A voice on a hilltop told him when he was a teen that he shall ever bear about him both a regret and an unanswerable question, the former recurring and intensifying over time and the latter remaining steady in the backdrop of his mind. The black oracle proceeded to disclose to the disturbed youth not only the twin demons that sat upon his heart; it revealed to him, as through a dark glass, the final act in his passion play—namely, standing in the rain at twilight on a desolate road. So the accursed sixteen-year-old boy descended the hill with the knowledge of his fate buried in his psyche.

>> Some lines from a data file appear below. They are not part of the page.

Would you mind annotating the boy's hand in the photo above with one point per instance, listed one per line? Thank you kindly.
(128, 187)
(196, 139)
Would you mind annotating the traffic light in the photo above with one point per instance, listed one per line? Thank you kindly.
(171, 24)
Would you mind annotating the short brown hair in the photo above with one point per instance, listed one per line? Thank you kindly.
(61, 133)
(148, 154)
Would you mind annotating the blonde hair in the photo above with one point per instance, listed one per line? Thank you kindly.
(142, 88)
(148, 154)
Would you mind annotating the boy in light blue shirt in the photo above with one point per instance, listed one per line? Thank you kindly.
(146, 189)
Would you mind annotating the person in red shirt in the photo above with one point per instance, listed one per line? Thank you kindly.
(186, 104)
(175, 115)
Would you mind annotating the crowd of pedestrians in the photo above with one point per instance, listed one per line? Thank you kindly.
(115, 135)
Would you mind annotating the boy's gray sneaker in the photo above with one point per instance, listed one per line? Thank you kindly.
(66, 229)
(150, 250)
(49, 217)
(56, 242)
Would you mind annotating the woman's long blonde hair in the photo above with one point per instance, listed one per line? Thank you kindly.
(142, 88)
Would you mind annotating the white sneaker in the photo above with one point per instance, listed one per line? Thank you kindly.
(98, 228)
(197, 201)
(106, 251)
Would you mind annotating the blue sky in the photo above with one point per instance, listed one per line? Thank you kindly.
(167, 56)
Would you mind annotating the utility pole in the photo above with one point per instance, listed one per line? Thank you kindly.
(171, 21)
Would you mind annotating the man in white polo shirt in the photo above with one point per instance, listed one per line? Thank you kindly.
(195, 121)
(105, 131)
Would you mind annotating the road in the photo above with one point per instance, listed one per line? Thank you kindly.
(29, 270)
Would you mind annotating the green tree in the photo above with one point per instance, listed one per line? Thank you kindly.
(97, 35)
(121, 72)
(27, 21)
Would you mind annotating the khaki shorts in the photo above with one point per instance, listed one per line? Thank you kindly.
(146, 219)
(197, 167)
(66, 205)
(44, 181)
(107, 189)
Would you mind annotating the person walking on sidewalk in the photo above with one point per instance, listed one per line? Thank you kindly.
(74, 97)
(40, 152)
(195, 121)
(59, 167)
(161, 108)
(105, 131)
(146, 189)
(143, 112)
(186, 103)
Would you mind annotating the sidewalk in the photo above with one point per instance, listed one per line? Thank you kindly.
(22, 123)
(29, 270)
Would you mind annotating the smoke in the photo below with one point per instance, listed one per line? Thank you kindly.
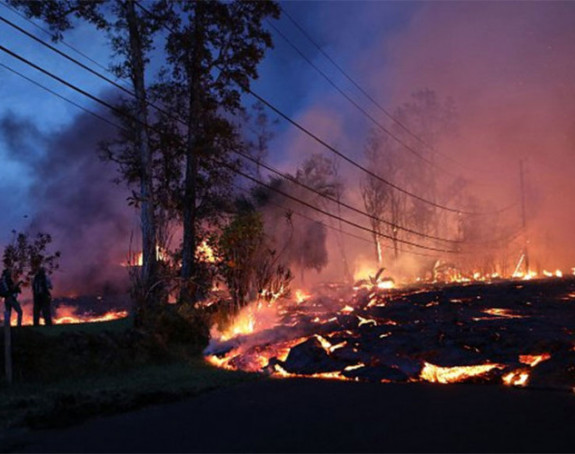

Decades later the wizened man in the black coat stood at the precipice. He hesitated for a few minutes, yet he had no doubt that the time for thought and reflection, passion and regret, let alone life’s pleasures, was over. The end had come without fanfare, without a trumpet blast. The heavens did not part, the world did not end, and no deus ex machina was in sight. He went to his knees like a supplicant, the stream of rain water gushing all around him. “Yes,” came the inner voice in response to his query. The man dutifully laid himself down, down into the gutter. He positioned himself prostrate on his back, in accordance with the oracle, but he soon went into a fetal position.
It was getting dark, and the rain was unrelenting. Few vehicles would pass through this street tonight, but the headlights of a few exceptions would illuminate nothing remarkable on the side of the road. Through their frantic windshield wipers, drivers might espy a supposed discarded sack of garbage or hapless woodland creature that had ventured too far. Someone walking his dog spotted the man’s body the next morning, drenched and extinguished, face down in the murky water. First responders arrived within a half hour, but he was already dead. Curious onlookers followed in their wake, local yokels who had nothing better to do. Another mental universe expired, and civilization rolled on.